It will soon be easier to see Facebook and Instagram posts in some of the world’s less-spoken languages, but experts suggest that to improve the tool, Meta should talk to native speakers.
advertisement
Soon you’ll be able to easily view Facebook and Instagram posts in 200 less-spoken languages around the world.
Meta’s No Language Left Behind (NLLB) project announced the expansion of its proprietary technology in a paper published this month.
The project includes 12 “low-resource” European languages, including Scottish Gaelic, Galician, Irish, Linguistic, Bosnian, Icelandic and Welsh.
According to Meta, this is a language with fewer than 1 million sentences in the data available.
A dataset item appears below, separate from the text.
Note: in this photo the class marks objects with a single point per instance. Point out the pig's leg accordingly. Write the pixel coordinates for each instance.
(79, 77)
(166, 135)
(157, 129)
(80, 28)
Experts say the tool still has room for improvement and Meta should consult with native speakers and language experts to improve the service.
How the project works
Meta trains its artificial intelligence (AI) using data from the Opus repository, an open-source platform with a collection of authentic audio or written texts in different languages onto which machine learning can be programmed.
Contributors to the dataset are experts in natural language processing (NLP), a subset of AI research that gives computers the ability to translate and understand human language.
Meta said it also combines data mined from sources such as Wikipedia into its database.
This data is used to create what Meta calls a multilingual model (MLM), allowing the AI to translate “between any language combination without relying on English language data,” according to the company’s website.
The NLLB team assesses the quality of translations using a benchmark of open-source human-translated sentences they created, which includes a list of “harmful” words and phrases that software can be taught to filter out when translating text.
In their latest paper, the NLLB team improved translation accuracy by 44 percent from their first model published in 2020.
Once the technology is fully implemented, Meta estimates that it will enable more than 25 billion translations every day on Facebook News Feed, Instagram, and other platforms.
“Talk to people”
William Lamb, professor of Gaelic ethnology and linguistics at the University of Edinburgh, is an expert on Scottish Gaelic, one of the under-resourced languages identified in Meta’s NLLB project.
Around 2.5% of Scotland’s population – roughly 130,000 people – will say they can speak some 13th-century Celtic language in the 2022 census.
There are about 2,000 Gaelic speakers in eastern Canada, but Gaelic is a minority language there, and UNESCO classifies it as an “endangered” language because so few people actively speak it.
Lamb noted that Meta’s Scottish Gaelic translations, while “their heart is right” because they use crowdsourced data, are “still not very good.”
“If they really want to improve translations, what they should do is talk to Gaelic speakers who still live and breathe Gaelic,” Lamb said.
“That’s easy to say, but hard to do,” Lamb continued, noting that most native speakers are in their 70s and don’t use computers, and younger speakers “don’t have the habit of using Gaelic like their grandparents did.”
advertisement
A good alternative would be for Meta to enter into a licensing agreement with the BBC, which is committed to preserving the language by producing high-quality online content in the language.
“This needs to be done by professionals.”
Alberto Bugarín-Dís, an AI professor at the University of Santiago de Compostela in Spain, thinks linguists like Lam should work with big tech companies to improve available datasets.
“This needs to be done by experts who can revise the text, correct it and update it with metadata that we can use,” Bugarin-Diez said.
“We need people from the humanities and technical backgrounds like engineers to work together. This is something we really need,” he added.
Bugarin-Diz went on to say that for Meta, the advantage of using Wikipedia is that its data reflects “almost every aspect of human life,” so the quality of the language can be much higher than if more formal texts were used.
advertisement
But Bugarin-Diz suggests that Meta and other AI companies should take the time to find quality data online and then meet the legal requirements necessary to use that data without violating intellectual property laws.
Meanwhile, Lam said that unless Meta makes some changes to the dataset, he would not recommend people use the tool as there are errors in the data.
“Their translation capabilities are not yet at a level where the tools would actually be useful,” Lam said.
“I still wouldn’t recommend it to anyone as a reliable language tool, and I think they would be honest about that.”
Bugarin Dis takes a different stance.
advertisement
He believes that if no one uses Meta translation, there will be “no incentive” to invest time and resources into improving it.
As with any AI tool, Bugarin-Diz believes it is important to know the technology’s weaknesses before using it.